He bolted for it, so fast he thought he might have used a bit of ghost power to do it. When he caught up with Clockwork, he was going to-

Danny was in the air above Amity Park, looking down on Fenton Works. “Wh- Wha- _WHAT_?” he spluttered “You didn’t even put me back in the right time! What sort of guardian of time _are_ you if you can’t even get me to the right freaking day!” He looked again at the building where, even now, Sam and Tucker’s lives were in the balance, and stopped dead. No quarantine tent. Nothing even close to resembling a quarantine tent. “But…I didn’t even change anything,” he said, more to himself than Clockwork, if the great omnipotent asshat was still listening. “How’d- Did something happen while I was away?” His stomach lurched at the thought. Sam and Tucker, they weren’t- they hadn’t died, had they? Ecto-acne wasn’t fatal _that_ quickly, was it? It couldn’t be – Vlad had lived _how_ many years with it, again? – but Danny couldn’t shake the thought. The sooner he got back and saw what was going on with his own eyes, the better.

He swooped down, shifting into his human form before his feet even hit the ground, and raced for the door. If his parents had found a cure, that was one thing, though how they could’ve done that in the time it took to get to Clockwork’s castle and get majorly ripped off was a mystery to Danny. If they hadn’t, though…something about all of this felt wrong, it was too quick, too neat, too _simple_. And, in Danny’s experience, the first time it looked as though things were going well was usually the moment at which everything went really, spectacularly wrong in some way that would probably take three times as much effort to fix.
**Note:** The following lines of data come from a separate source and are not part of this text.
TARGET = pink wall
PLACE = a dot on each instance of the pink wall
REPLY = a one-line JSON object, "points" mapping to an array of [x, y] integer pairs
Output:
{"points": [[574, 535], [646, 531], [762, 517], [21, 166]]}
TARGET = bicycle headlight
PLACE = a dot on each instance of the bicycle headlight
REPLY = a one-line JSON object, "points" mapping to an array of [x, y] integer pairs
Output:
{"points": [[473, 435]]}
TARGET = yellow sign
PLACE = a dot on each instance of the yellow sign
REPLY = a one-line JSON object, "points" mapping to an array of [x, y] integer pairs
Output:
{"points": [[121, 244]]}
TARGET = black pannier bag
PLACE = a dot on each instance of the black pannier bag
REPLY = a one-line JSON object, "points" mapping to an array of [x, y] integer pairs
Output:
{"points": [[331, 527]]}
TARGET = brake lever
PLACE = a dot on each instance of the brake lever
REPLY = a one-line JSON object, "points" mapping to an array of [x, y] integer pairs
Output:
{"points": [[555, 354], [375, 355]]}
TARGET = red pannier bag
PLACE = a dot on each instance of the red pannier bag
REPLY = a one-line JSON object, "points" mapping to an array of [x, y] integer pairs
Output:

Jazz was sprawled out on the sofa when he came in, her legs over the end and her nose in a book on parapsychology. Granted, she was doing so in a sweater he’d never seen before, but the sight in front of him was so _normal_ it stopped Danny dead in his tracks.

Jazz sighed, and looked at him over the top of her book, “It’s all right,” she said, “He’s asleep. Mom said he seemed stable when she looked in on him earlier.” She looked worried, to Danny, and that was concerning enough on its own.

“Uh…right,” Danny said, “I’ll just…um…you seen Sam and Tucker?”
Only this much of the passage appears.